The same quote from Maj. HvK as the CP piece but with a different analysis from a military expert, Maj.-Gen Lewis MacKenzie. So what do you think Lew??

Those words, particularly the last sentence, are not-so-veiled language indicating Israeli strikes were aimed at Hezbollah targets near the post, said Maj.-Gen. MacKenzie.

"What that means is, in plain English, 'We've got Hezbollah fighters running around in our positions, taking our positions here and then using us for shields and then engaging the (Israeli Defence Forces)," he said.

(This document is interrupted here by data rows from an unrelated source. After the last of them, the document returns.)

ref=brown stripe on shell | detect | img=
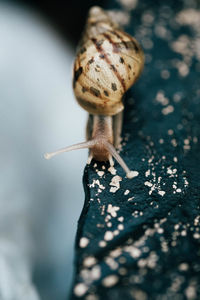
[91,38,126,91]
[90,86,101,98]
[73,67,83,87]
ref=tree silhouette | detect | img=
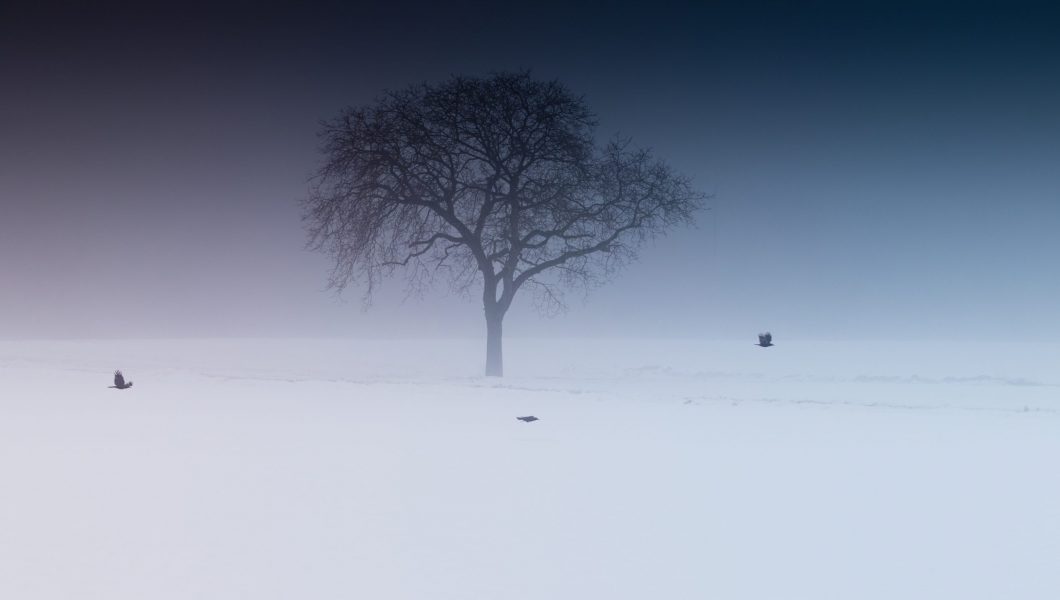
[304,72,706,376]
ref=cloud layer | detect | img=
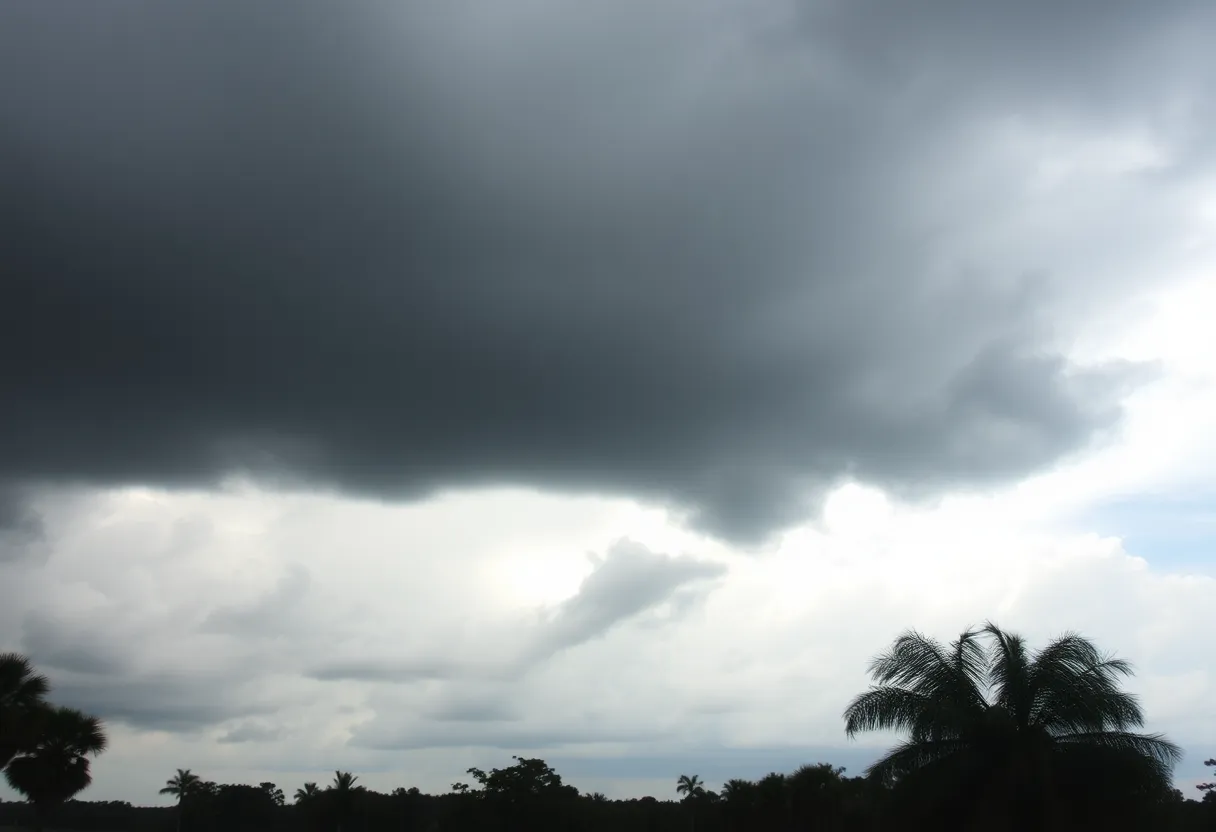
[0,0,1212,541]
[0,488,1216,800]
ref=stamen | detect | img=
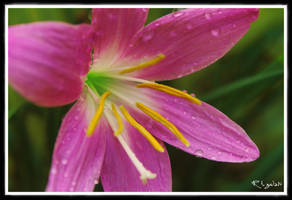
[112,104,124,136]
[120,106,164,152]
[86,91,110,137]
[120,54,165,74]
[136,102,190,147]
[136,83,202,105]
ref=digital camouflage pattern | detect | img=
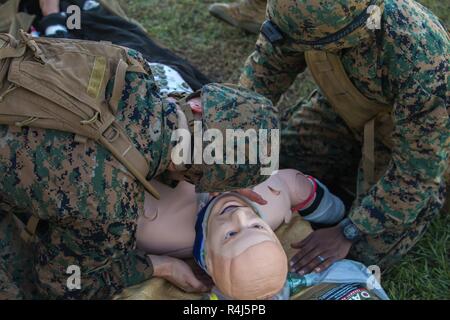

That would mean Hezbollah was purposely setting up near the UN post, he added. It's a tactic Maj.-Gen. MacKenzie, who was the first UN commander in Sarajevo during the Bosnia civil war, said he's seen in past international missions: Aside from UN posts, fighters would set up near hospitals, mosques and orphanages.

Aside from the discrepancies on the timeline. (Sue typifies the UNFIL pleas to the Israeli Defense Force as being "in the hours leading up to the fatal strike", whereas the e-mail from Maj. HvK was sent 9 days prior to his demise, suggesting Hezbollah had been hiding behind the UN position from the onset.) Regardless of the fact that your military expert is of questionable pedigree. I have one question.

Was that piece of journalistic tripe you wrote a rhetorical necessity?

Syncro

1 comment:

Eric said...

I have a link in my blog to an article regarding a Hezbollah missile hitting a UNIFIL outpost and injuring 3 Chinese peacekeepers.

That didn't make the news though. I guess when Israelis bombs UN peacekeepers its horrendous, but when Hezbollah does it its acceptable.